CHOOSING JUDGES for the federal bench is one of the president's most important prerogatives and enduring legacies. Unlike executive branch officials who serve only at the president's pleasure or until his term ends, judges have lifetime appointments to positions of great independence. The Senate's role in giving advice and consent therefore is even more critical than it would be in the case of a Cabinet member or an ambassador. Today, it is more important than ever because it is expected that by the end of his second term, President Reagan will have appointed over half the sitting federal judges.
Democrats on the Senate Judiciary Committee have complained that they are being pressed to act on judicial nominations -- which are coming at a fast rate -- and have resolved to slow down the process. There is nothing wrong with that if the committee members believe they need more time to do a responsible job. Certainly, it is not in the interests of the president's party to appear to be hustling unqualified candidates through the review.

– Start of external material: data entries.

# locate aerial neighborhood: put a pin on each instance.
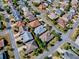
(39, 29)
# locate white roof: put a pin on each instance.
(27, 36)
(39, 30)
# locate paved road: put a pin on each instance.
(12, 39)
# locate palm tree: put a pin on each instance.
(0, 22)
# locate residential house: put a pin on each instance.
(46, 36)
(34, 23)
(31, 17)
(30, 46)
(63, 4)
(74, 3)
(26, 36)
(39, 30)
(58, 12)
(69, 55)
(71, 13)
(1, 44)
(65, 17)
(77, 40)
(61, 22)
(42, 6)
(52, 16)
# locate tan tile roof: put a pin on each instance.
(62, 22)
(34, 23)
(46, 36)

Keep in mind, though, that the confirmation procinting a judge, and consideration of a nominee's qualifications begins many months before his name reaches the Senate. District judges, for example, are by tradition chosen by home-state senators, and none would be nominated over the strong opposition of those legislators. The FBI conducts full field investigations; the American Bar Association evaluates a nominee's professional qualifications; interest groups on the right and the left grade a candidate and make their views known at every stage.
During his first term, President Reagan's judicial nominees ran into little trouble. They were generally conservative and more white, male and wealthy than the judges appointed by his predecessor; they were also, on the whole, regarded as qualified and fair-minded. Ninety percent of the appeals court nominees had been judges or law professors. Not one was rejected by the Senate. This year, conservative ideologues -- who have already succeeded in blocking the nomination of three moderates -- are putting pressure on the administration to appoint like-minded jurists, and Senate Democrats understandably see the need to exercise careful review.
The president has the right to choose judges with whom he is philosophically compatible, and they should not be denied confirmation for this reason. But the Senate has the responsibility to reject nominees who are unqualified, dishonest or ideologically so extreme as to be unable to apply the laws and the constitution fairly. If the conscientious exercise of this responsibility takes time, so be it.